A further level of security would be to create derived fields that obfuscate fields enough that they thwart triangulation, while still allowing enough specificity for marketing purposes. Earlier, we provided an example of IsWithin60DaysOf65thBirthday, to obfuscate date of birth. Another such example would be to take only the first three digits of a US Zip code, as that is usually representative of a geographical region (such as a metropolitan area), while adding considerable ambiguity for triangulation purposes. Zip code, as well as the full address, would remain encrypted, while First3DigitsofZipCode would be unencrypted.
Finally, truly individually identifiable fields such as social security number and first and last name, should indeed be encrypted using Pega encryption – and not used for segmentation or engagement policy filtering.
How does PII get unencrypted for last mile delivery?
In any outbound marketing technology system, we face the issue of how far outward we can extend our data protection. As an extreme example, even if we send a personalized e-mail and control the entire SMTP delivery path all the way to the recipient's inbox, there is still the risk that another party reads their mail in their inbox. This is why in the most secure situations, such as bank notices, customers must login to a special portal using their authenticated credentials to read the notice.
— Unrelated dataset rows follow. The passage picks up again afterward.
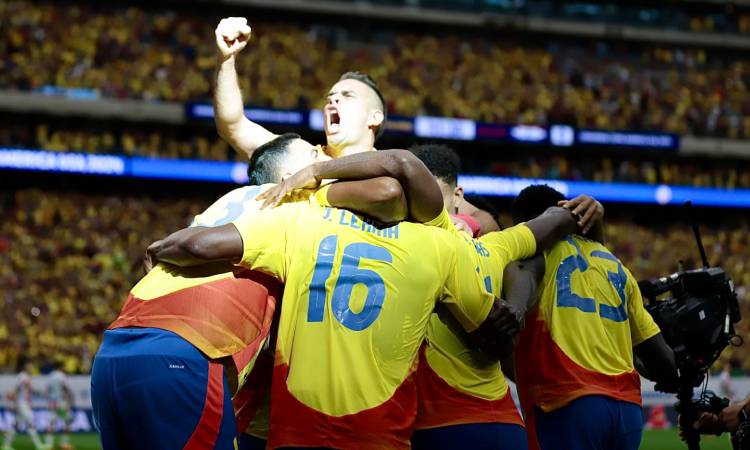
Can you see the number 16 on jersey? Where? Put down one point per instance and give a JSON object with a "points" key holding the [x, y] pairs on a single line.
{"points": [[349, 275]]}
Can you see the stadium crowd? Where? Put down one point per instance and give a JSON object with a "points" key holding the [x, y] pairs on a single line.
{"points": [[203, 143], [586, 83], [68, 259]]}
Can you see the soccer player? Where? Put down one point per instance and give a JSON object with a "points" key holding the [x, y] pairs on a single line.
{"points": [[343, 375], [60, 399], [195, 331], [354, 116], [574, 361], [463, 394], [21, 399]]}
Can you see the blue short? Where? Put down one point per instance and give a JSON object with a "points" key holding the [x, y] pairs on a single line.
{"points": [[593, 422], [476, 436], [151, 389]]}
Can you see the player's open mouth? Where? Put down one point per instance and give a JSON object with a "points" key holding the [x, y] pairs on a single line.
{"points": [[332, 116]]}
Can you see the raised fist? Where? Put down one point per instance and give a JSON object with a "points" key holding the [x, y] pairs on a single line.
{"points": [[232, 35]]}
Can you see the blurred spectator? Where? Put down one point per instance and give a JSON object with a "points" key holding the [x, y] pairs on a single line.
{"points": [[135, 53], [204, 143]]}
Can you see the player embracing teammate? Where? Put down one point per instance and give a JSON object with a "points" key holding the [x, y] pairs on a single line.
{"points": [[384, 326]]}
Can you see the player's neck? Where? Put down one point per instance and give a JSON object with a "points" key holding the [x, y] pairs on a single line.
{"points": [[351, 149]]}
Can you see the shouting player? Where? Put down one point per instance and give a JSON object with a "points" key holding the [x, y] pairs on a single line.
{"points": [[196, 330], [574, 361], [354, 116], [348, 381]]}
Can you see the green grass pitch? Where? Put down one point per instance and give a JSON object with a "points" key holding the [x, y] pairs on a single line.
{"points": [[652, 440]]}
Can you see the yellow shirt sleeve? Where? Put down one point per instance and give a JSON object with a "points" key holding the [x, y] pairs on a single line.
{"points": [[642, 325], [464, 293], [511, 244], [265, 238]]}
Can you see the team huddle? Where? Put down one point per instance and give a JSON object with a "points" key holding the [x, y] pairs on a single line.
{"points": [[353, 299]]}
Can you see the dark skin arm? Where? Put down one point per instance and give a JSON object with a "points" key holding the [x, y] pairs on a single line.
{"points": [[487, 223], [554, 224], [590, 214], [380, 198], [423, 196], [496, 335], [520, 287], [198, 245]]}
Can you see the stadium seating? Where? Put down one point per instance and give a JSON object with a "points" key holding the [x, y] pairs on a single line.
{"points": [[204, 143], [68, 259], [532, 81]]}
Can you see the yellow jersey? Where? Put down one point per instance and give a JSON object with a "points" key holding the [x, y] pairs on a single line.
{"points": [[457, 383], [355, 309], [579, 339]]}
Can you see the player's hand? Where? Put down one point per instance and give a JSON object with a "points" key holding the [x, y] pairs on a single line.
{"points": [[232, 35], [304, 179], [587, 209]]}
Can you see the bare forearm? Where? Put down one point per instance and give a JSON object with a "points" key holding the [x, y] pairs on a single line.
{"points": [[552, 226], [521, 281], [198, 245], [380, 198], [420, 189], [228, 107]]}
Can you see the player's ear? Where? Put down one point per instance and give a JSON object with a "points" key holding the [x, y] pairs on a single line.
{"points": [[458, 192]]}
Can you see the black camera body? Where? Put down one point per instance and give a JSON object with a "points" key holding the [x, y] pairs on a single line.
{"points": [[697, 321]]}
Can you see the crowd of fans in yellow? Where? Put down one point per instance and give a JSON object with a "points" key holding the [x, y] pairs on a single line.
{"points": [[497, 80]]}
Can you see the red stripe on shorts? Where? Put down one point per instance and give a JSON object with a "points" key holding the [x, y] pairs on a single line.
{"points": [[206, 433]]}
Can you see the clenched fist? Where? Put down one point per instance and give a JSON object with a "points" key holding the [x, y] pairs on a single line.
{"points": [[232, 35]]}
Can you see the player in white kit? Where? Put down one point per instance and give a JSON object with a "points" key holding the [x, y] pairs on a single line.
{"points": [[20, 398], [60, 399]]}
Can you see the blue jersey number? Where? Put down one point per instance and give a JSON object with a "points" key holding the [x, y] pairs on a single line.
{"points": [[234, 208], [349, 276], [566, 298]]}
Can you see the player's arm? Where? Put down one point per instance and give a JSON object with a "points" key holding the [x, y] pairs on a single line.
{"points": [[380, 198], [198, 245], [590, 215], [551, 226], [487, 223], [232, 125], [254, 240], [497, 334], [423, 198]]}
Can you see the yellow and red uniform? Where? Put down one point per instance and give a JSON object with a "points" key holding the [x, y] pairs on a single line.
{"points": [[579, 339], [457, 383], [356, 306]]}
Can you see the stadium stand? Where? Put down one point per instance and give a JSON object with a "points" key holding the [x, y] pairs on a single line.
{"points": [[597, 84]]}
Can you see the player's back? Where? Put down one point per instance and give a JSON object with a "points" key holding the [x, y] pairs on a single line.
{"points": [[221, 309], [355, 310], [579, 339]]}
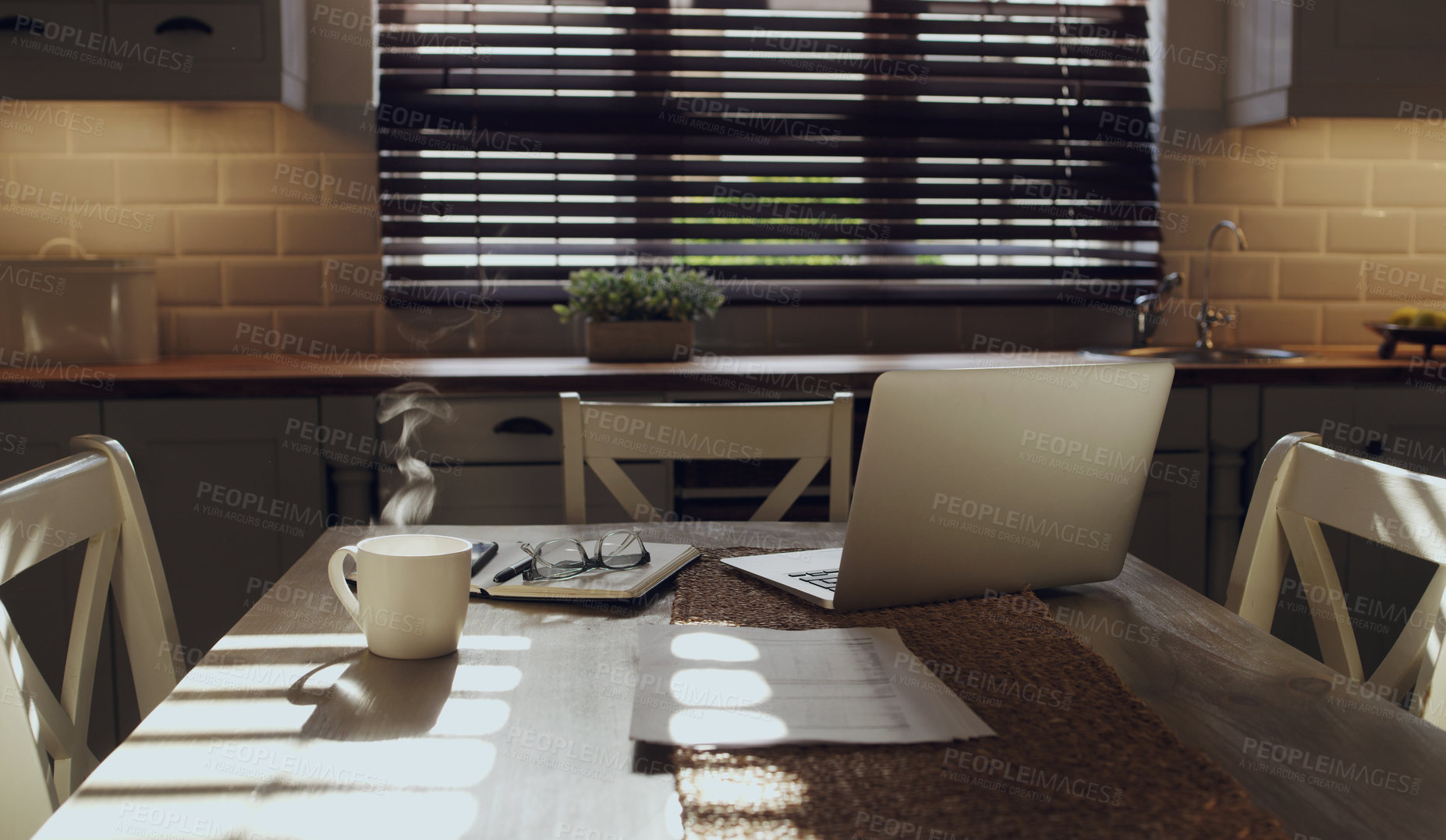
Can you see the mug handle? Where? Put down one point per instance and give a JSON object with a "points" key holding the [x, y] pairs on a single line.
{"points": [[338, 583]]}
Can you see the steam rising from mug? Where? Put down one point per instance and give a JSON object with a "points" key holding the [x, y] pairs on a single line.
{"points": [[416, 404]]}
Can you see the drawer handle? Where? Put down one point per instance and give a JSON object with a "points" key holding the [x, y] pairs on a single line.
{"points": [[523, 425], [184, 25]]}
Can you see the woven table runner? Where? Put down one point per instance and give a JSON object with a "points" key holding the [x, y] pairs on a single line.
{"points": [[1078, 753]]}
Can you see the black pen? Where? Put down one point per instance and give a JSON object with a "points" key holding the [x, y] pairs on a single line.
{"points": [[514, 570]]}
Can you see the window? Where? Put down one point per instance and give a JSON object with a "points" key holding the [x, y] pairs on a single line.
{"points": [[858, 149]]}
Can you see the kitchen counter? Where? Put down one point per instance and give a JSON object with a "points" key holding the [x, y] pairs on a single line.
{"points": [[750, 376]]}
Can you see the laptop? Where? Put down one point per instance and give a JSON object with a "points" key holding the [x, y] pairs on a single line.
{"points": [[991, 479]]}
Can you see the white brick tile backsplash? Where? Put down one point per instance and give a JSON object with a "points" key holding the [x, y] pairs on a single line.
{"points": [[1235, 275], [188, 282], [1327, 183], [175, 179], [1345, 323], [272, 281], [336, 331], [1409, 184], [1368, 230], [1305, 139], [128, 230], [228, 330], [1175, 181], [58, 181], [1409, 281], [1285, 230], [226, 232], [122, 128], [1320, 278], [1222, 181], [23, 229], [1190, 223], [328, 232], [1430, 232], [1371, 139], [222, 128], [271, 179], [1267, 324]]}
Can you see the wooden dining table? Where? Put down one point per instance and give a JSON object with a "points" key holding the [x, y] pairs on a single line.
{"points": [[288, 728]]}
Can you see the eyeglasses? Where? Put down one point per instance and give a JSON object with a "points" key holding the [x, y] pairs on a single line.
{"points": [[565, 557]]}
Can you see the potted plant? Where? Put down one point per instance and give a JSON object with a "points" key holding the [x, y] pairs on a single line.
{"points": [[640, 314]]}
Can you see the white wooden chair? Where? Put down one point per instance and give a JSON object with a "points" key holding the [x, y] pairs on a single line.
{"points": [[91, 494], [599, 433], [1303, 484]]}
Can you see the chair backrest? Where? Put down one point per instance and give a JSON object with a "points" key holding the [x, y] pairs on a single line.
{"points": [[1303, 484], [93, 498], [599, 433]]}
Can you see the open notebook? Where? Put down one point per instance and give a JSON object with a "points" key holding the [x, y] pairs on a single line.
{"points": [[594, 584]]}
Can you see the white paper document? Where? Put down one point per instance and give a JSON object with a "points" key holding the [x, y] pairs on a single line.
{"points": [[714, 686]]}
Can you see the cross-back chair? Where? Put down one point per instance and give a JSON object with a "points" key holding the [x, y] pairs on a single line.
{"points": [[1305, 484], [90, 496], [597, 434]]}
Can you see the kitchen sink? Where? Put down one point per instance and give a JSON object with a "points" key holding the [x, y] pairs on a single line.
{"points": [[1199, 356]]}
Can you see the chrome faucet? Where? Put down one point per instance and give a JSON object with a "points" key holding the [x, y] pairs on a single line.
{"points": [[1150, 308], [1209, 316]]}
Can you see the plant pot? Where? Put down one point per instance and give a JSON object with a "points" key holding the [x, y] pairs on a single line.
{"points": [[638, 340]]}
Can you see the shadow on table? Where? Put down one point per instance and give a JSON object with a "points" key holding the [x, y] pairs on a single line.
{"points": [[375, 699]]}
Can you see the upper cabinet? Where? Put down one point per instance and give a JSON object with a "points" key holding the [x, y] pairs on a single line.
{"points": [[1334, 58], [136, 49]]}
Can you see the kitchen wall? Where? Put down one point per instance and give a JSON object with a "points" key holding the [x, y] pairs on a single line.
{"points": [[226, 198], [1345, 222]]}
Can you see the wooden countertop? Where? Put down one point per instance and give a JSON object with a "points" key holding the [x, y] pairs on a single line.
{"points": [[750, 376]]}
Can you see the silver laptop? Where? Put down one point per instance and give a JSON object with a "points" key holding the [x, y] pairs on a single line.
{"points": [[987, 479]]}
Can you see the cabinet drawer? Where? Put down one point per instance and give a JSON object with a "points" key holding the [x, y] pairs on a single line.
{"points": [[49, 30], [528, 494], [207, 32]]}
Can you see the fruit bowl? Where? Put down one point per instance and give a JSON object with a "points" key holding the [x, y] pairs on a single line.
{"points": [[1395, 333]]}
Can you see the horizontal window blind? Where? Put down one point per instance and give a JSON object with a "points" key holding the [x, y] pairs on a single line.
{"points": [[865, 142]]}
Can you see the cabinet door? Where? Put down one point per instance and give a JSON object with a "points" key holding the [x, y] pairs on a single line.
{"points": [[42, 601], [1170, 528], [233, 502]]}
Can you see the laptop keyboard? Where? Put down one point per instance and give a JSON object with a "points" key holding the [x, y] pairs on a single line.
{"points": [[823, 577]]}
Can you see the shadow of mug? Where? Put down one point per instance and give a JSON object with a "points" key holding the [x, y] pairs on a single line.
{"points": [[376, 699]]}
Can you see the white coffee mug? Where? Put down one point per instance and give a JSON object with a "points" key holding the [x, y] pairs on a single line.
{"points": [[411, 592]]}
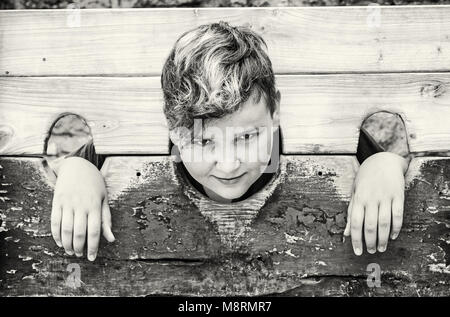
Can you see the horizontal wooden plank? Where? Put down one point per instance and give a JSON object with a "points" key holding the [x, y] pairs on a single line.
{"points": [[323, 113], [165, 245], [319, 113], [125, 114], [136, 41]]}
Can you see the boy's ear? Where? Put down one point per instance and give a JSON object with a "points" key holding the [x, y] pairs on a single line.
{"points": [[276, 113], [174, 137]]}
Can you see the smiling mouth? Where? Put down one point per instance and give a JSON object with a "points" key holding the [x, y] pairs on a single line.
{"points": [[229, 181]]}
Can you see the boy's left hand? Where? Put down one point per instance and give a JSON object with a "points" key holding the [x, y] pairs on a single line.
{"points": [[378, 197]]}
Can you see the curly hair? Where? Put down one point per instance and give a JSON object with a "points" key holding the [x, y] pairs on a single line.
{"points": [[212, 70]]}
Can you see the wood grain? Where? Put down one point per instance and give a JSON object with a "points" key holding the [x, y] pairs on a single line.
{"points": [[319, 113], [300, 40], [124, 114], [166, 246]]}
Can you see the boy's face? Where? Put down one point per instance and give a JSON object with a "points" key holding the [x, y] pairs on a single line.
{"points": [[229, 154]]}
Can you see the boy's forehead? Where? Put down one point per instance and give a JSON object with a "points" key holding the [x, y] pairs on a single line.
{"points": [[250, 115]]}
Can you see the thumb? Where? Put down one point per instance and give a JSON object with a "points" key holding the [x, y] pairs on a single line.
{"points": [[349, 217], [106, 221]]}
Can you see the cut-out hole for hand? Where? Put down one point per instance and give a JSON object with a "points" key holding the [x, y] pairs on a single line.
{"points": [[67, 134], [387, 130]]}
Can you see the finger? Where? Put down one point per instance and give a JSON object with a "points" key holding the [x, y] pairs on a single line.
{"points": [[349, 215], [79, 231], [67, 229], [94, 225], [397, 216], [356, 227], [106, 221], [56, 221], [384, 225], [370, 227]]}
Unfortunately, that is inconvenient for the recipient, so unless the recipient is highly motivated to retrieve the message, the message will likely go unread. This approach is not feasible for marketing offer type of emails, although it is feasible for transactional emails. Pega does not have any out of the box connectors to such delivery systems, though one could be built bespoke for a project. We are left with the fact that for the most typical consumer friendly channels, such normal e-mail and push notifications (which must trust third-party servers not to expose the messages), we cannot expect full end to end encryption all the way to the consumer.
As we must accept that for normal marketing content (that the content we send to customers could be intercepted by unintended recipients), it is best practice not to expose any personalized fields that could be construed as PII, or to obfuscate it. A good example of this is to XXX out all but the last 3 digits of a Social Security number. Similar to the approach above for IsWithin60DaysOf65thBirthday, an unencrypted field of ObfuscatedSSN can be populated during data load time and passed along to delivery engines for personalization purposes.
There is judgement to be applied here. As a consumer, I may appreciate an email telling me my account is about to be terminated on January 14th, 2021 if I do not pay my renewal. Though, if January 14th, 2021 is a special date that is unique to that individual (for example, if renewals always happen on one's birthday), then it would be better to personalize the email by saying Your policy will expire within the next 45 days, and not pass along the specific date to a delivery engine. In this scenario, like the others, there must be a point in the ETL process where data is accessed from a more secure definitive source, decrypted, obfuscated to a less specific form, and then stored for marketing purposes.
In summary, Pega does not advise nor support storing or using unique personally identifiable data for marketing or targeting purposes. This paper covers practices for maintaining a high level of protection for consumer data while still enabling the business to perform marketing functions using that data. Striking this balance requires careful consideration as to what truly is uniquely personally identifiable vs what, when taken in conjunction with other data, could be used to triangulate a consumer. Pega supports and advocates making use of multiple levels of security to treat all data securely while treating truly special data with the respect our consumers' data deserves.